Em São Paulo o Santander abriu um espaço de coworking dentro de uma antiga agência, e, pensando friamente, faz sentido. Os caras têm um monte de imóveis lindos, bem localizados, com toda infraestrutura pronta, que ninguém mais visita. Se você abre esse local para profissionais e pequenas empresas começarem a frequentar, é uma nova vida pra um asset que só gerava custo. E um bônus: o que toda pequena empresa tem em comum? A resposta é simples: uma conta PJ. 🙂
Quer um exemplo mais ousado? Em Lisboa existe uma rede de mercados de bairro chamada Auchan. Alguns meses atrás eles pegaram uma de suas unidades, em uma importante avenida da cidade, e colocaram um coworking no andar de cima. É um espaço pequeno, para cerca de 25 pessoas simultâneas, que está sempre cheio. Eu já visitei lá algumas vezes e é bem simples. Tem uma grande mesa compartilhada, duas pequenas “salinhas de reuniões” e um espaço com máquina de café e micro-ondas.
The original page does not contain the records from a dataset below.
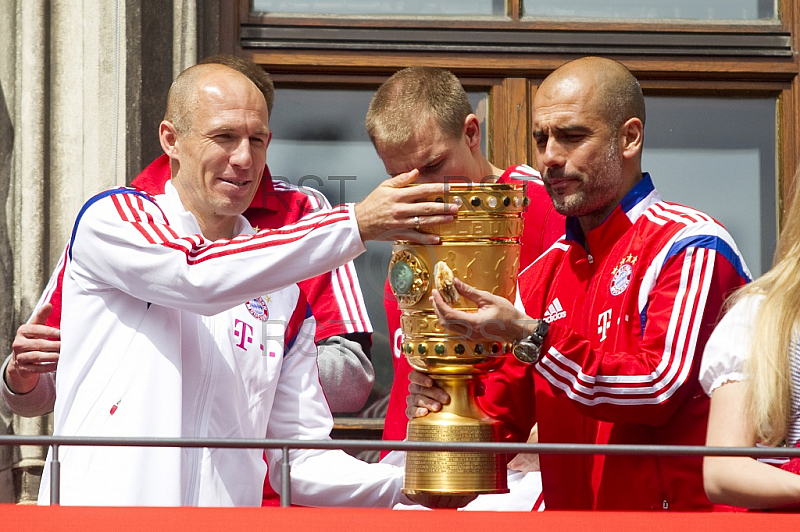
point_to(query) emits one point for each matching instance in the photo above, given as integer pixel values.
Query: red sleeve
(507, 395)
(654, 369)
(335, 297)
(396, 420)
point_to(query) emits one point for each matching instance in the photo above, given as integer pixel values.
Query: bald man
(181, 320)
(615, 315)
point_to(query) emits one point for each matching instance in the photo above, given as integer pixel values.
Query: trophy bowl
(480, 247)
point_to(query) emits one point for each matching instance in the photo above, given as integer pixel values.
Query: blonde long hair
(777, 324)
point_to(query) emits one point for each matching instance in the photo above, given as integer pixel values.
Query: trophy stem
(452, 479)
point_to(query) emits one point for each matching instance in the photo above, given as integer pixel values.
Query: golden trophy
(480, 247)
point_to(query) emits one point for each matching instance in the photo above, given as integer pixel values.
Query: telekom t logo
(244, 332)
(603, 323)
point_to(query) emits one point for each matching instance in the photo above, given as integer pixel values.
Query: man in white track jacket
(179, 320)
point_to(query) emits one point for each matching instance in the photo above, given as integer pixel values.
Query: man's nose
(551, 154)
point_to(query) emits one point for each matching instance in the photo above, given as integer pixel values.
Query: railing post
(286, 480)
(55, 478)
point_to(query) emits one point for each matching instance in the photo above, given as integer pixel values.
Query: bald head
(613, 91)
(187, 90)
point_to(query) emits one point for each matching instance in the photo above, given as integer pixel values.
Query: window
(720, 77)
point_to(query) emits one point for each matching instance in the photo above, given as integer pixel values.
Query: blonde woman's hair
(411, 97)
(776, 325)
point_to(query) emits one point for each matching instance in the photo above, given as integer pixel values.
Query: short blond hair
(183, 96)
(411, 97)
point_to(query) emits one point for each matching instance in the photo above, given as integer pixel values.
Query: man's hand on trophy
(395, 211)
(496, 317)
(423, 396)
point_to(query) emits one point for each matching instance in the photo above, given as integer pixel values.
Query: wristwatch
(529, 349)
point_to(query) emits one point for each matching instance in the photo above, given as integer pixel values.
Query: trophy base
(444, 479)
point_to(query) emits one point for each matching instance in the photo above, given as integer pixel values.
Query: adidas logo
(554, 312)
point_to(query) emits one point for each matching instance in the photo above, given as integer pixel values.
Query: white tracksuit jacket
(158, 342)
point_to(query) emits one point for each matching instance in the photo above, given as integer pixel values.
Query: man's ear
(472, 132)
(168, 136)
(632, 137)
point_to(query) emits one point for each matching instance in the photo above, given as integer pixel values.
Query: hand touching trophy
(480, 247)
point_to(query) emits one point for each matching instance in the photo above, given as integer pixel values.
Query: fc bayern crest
(622, 275)
(621, 279)
(258, 308)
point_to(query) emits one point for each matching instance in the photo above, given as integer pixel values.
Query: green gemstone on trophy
(401, 277)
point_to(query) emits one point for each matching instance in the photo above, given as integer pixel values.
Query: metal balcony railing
(55, 442)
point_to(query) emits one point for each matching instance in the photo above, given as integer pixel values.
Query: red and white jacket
(630, 306)
(157, 342)
(543, 226)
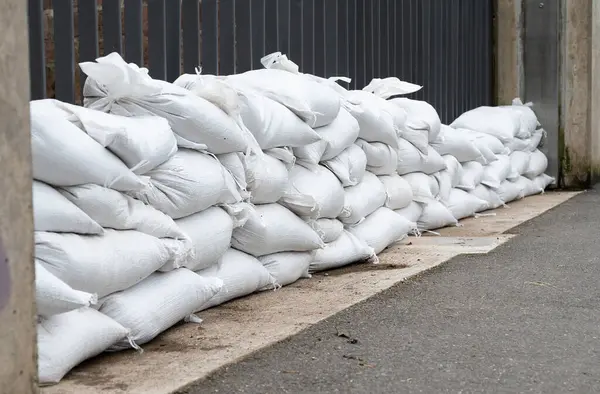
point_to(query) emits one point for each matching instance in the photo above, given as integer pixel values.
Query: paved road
(524, 318)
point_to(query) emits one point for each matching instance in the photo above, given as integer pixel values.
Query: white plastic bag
(500, 122)
(362, 199)
(272, 228)
(319, 185)
(102, 264)
(53, 212)
(462, 204)
(349, 166)
(335, 138)
(63, 155)
(382, 159)
(119, 88)
(496, 172)
(347, 249)
(287, 267)
(141, 142)
(457, 144)
(435, 215)
(210, 234)
(472, 174)
(488, 195)
(53, 296)
(328, 229)
(241, 274)
(398, 191)
(187, 183)
(509, 191)
(538, 164)
(382, 228)
(65, 340)
(412, 212)
(158, 302)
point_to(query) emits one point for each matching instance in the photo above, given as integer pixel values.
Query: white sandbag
(234, 163)
(496, 172)
(449, 178)
(321, 186)
(382, 228)
(272, 228)
(141, 142)
(102, 264)
(500, 122)
(272, 124)
(328, 229)
(412, 212)
(538, 164)
(53, 212)
(362, 199)
(335, 137)
(158, 302)
(421, 115)
(472, 174)
(349, 166)
(112, 209)
(187, 183)
(347, 249)
(382, 159)
(519, 162)
(376, 125)
(63, 155)
(316, 104)
(527, 186)
(488, 195)
(435, 215)
(53, 296)
(397, 190)
(210, 234)
(241, 274)
(67, 339)
(453, 142)
(287, 267)
(424, 188)
(267, 178)
(119, 88)
(462, 204)
(543, 181)
(509, 191)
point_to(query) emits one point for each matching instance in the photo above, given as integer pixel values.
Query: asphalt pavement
(523, 318)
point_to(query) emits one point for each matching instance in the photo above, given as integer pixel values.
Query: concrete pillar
(17, 303)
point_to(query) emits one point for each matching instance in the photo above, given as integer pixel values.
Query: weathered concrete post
(17, 307)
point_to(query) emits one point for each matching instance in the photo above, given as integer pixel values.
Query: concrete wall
(17, 307)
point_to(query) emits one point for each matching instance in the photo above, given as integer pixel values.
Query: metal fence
(444, 45)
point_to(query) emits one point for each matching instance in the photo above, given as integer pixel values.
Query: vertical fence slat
(296, 22)
(257, 13)
(308, 36)
(226, 37)
(134, 42)
(111, 26)
(190, 12)
(210, 37)
(319, 36)
(243, 36)
(331, 38)
(352, 38)
(173, 39)
(271, 27)
(64, 51)
(283, 27)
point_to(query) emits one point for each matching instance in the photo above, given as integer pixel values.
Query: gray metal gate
(444, 45)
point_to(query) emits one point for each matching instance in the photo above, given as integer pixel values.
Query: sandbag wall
(156, 200)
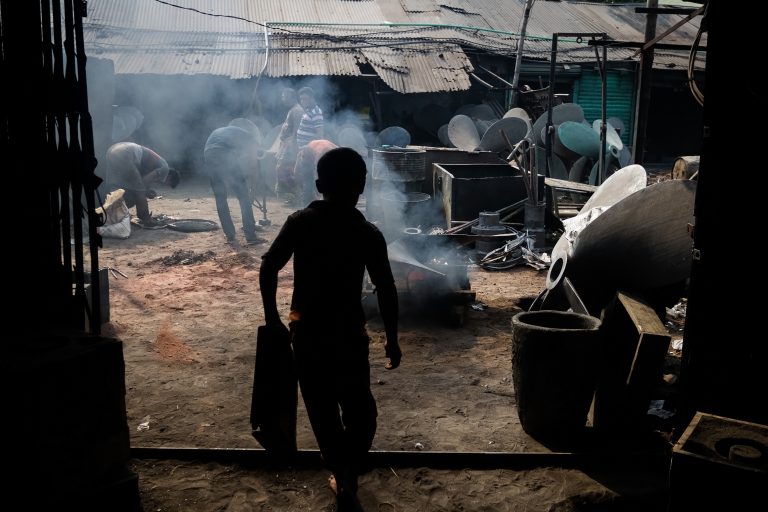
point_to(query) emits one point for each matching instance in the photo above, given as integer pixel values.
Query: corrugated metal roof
(414, 45)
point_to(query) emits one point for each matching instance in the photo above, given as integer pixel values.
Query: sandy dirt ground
(186, 307)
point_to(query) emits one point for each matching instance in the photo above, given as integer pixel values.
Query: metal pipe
(431, 459)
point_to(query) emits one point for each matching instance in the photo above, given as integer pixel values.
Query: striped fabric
(309, 127)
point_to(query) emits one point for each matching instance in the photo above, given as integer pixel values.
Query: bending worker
(134, 168)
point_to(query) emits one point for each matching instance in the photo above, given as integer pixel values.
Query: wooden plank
(571, 186)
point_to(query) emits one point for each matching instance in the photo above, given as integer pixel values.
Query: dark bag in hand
(275, 394)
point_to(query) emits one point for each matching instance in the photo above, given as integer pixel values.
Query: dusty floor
(186, 307)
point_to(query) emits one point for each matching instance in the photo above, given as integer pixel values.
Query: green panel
(620, 98)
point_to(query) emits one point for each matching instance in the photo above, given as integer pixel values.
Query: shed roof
(413, 45)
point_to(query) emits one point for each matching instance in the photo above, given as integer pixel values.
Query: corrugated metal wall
(620, 98)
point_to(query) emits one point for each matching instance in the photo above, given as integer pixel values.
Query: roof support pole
(519, 55)
(644, 89)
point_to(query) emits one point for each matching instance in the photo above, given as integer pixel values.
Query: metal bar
(671, 29)
(664, 10)
(87, 164)
(636, 44)
(494, 75)
(431, 459)
(483, 82)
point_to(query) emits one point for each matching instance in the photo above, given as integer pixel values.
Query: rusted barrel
(554, 371)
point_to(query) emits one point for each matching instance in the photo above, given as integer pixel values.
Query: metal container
(465, 190)
(434, 155)
(401, 164)
(554, 370)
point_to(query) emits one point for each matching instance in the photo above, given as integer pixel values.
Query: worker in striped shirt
(312, 122)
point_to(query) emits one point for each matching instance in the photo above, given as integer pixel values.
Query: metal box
(435, 155)
(465, 190)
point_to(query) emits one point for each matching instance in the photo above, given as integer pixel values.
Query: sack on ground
(117, 218)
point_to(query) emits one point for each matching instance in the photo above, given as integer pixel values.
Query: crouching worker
(333, 245)
(135, 168)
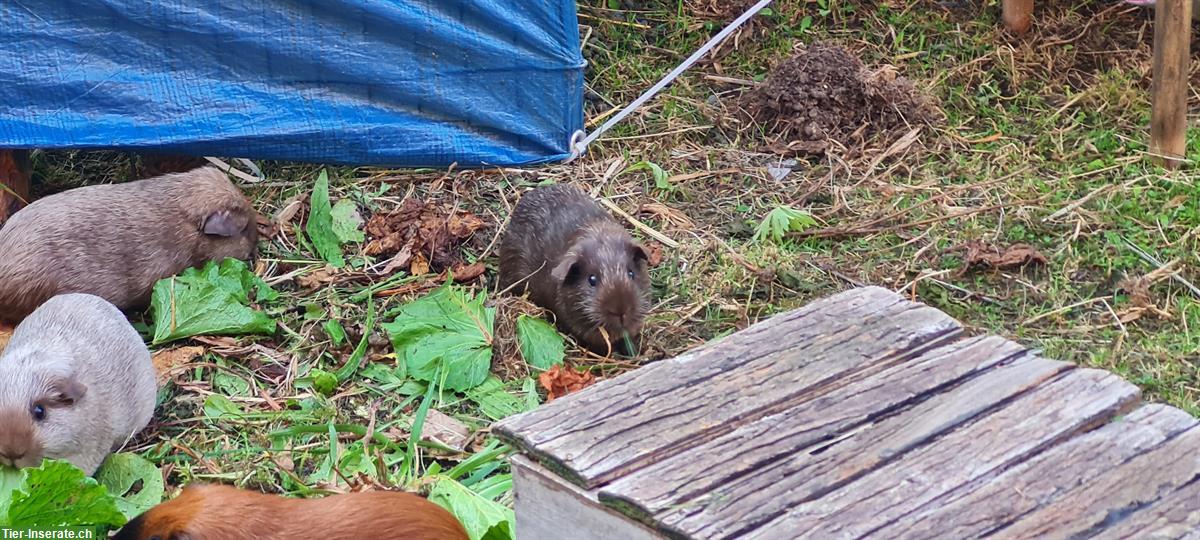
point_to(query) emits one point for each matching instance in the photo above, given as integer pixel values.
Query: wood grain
(762, 469)
(651, 414)
(976, 453)
(1169, 83)
(978, 509)
(1135, 484)
(551, 509)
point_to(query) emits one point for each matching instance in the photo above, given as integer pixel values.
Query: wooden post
(1018, 16)
(15, 171)
(1169, 87)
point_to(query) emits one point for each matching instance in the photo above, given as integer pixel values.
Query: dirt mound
(823, 96)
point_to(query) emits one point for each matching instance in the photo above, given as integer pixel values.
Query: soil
(825, 97)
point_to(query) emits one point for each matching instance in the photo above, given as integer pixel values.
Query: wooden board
(861, 415)
(972, 454)
(765, 468)
(551, 509)
(651, 414)
(1072, 466)
(1135, 484)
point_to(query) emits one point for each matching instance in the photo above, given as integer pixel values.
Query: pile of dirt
(823, 96)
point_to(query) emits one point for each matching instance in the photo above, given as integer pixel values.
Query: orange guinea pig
(223, 513)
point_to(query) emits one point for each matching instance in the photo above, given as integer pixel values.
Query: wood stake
(1018, 16)
(15, 169)
(1169, 88)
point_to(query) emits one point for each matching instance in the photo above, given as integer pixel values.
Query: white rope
(581, 147)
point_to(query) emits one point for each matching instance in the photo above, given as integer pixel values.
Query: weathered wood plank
(1135, 484)
(1174, 516)
(649, 414)
(971, 454)
(760, 471)
(547, 508)
(983, 508)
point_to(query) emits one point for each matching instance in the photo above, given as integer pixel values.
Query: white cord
(581, 147)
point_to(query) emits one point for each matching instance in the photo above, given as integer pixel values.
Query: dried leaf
(981, 255)
(466, 274)
(445, 430)
(317, 279)
(402, 259)
(653, 253)
(420, 265)
(669, 215)
(166, 361)
(420, 228)
(561, 381)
O aceso é gratuito.
Notei duas coisas: primeiro, o grande público desse espaço não são empresários; são estudantes, nômades digitais e freelancers esporádicos. É um público que também sente a necessidade de um espaço de trabalho, onde possa sentar com calma, ter uma estrutura de internet e “ver pessoas”. Ao mesmo tempo, pra eles não justifica pagar 500, 600, 1.000 reais ao mês por um espaço de coworking tradicional. Ou seja, é um público que não estava sendo atendido.
Já o mercado, o que ganha com isso? Simples, um fluxo de pessoas extra em um local que estava sem uso. Fora isso, quando você está voltando pra casa, já sabe onde comprar o leite, certo? Na mesma linha, a Tok&Stok também anunciou que vai testar coworking em algumas de suas lojas.
E se você pensa que estou exagerando, que são iniciativas pontuais, está mesmo certo. É tudo muito experimental ainda. Mas se você quiser o exemplo de um mercado que efetivamente abraçou o coworking, aqui vai: bibliotecas. Uma vez símbolo de conhecimento e ponto de encontro de intelectuais, não resistiram à mudança de matriz tecnológica. Hoje as bibliotecas ou fecharam ou são altamente dependentes de financiamento de instituições de ensino e iniciativas do governo. As poucas bibliotecas privadas e independentes que tenho visto sobreviverem, o fazem porque abriram suas portas pra quem precisa de um espaço de trabalho. Agora oferecem café, internet rápida, mesas e até flexibilizaram um pouco a lei do silêncio.
Não é por acaso que hotéis, shoppings, cafés, todos estão se aventurando nesse mercado. Todos perceberam que o mundo mudou, e agora ter esse monte de espaço parado não faz sentido. À medida que as pessoas começam a se sentir mais confortáveis em ambientes compartilhados, e o trabalho remoto segue crescendo, o público de coworking vai se tornando cada vez maior. A minha visão de futuro é clara, e já comentei isso por aqui. Coworking vai ser que nem farmácia, um diferencial claro pra quando você for alugar um imóvel. Tem escola para as crianças, padaria pro café e coworking pra trabalhar. Esse apartamento eu quero!
Então é isso? Vai virar pastel?
Não necessariamente. A gente sempre fala isso por aqui. O seu espaço, lindo e confortável, é apenas um facilitador do coworking. Você não é necessário a menos que cumpra esta função: facilite. Quem souber jogar esse jogo, e entender que existe um público específico para cada estágio do negócio, vai continuar firme, forte e crescendo.
O que todos esses exemplos que citei têm em comum, é que nenhum deles possui o coworking como atividade principal e nunca vão ter. Então vão estar sempre um passo atrás de quem está focado nisso.
Eles ainda estão discutindo sobre mesas e cadeiras, enquanto nós já passamos dessa fase há muito tempo, né?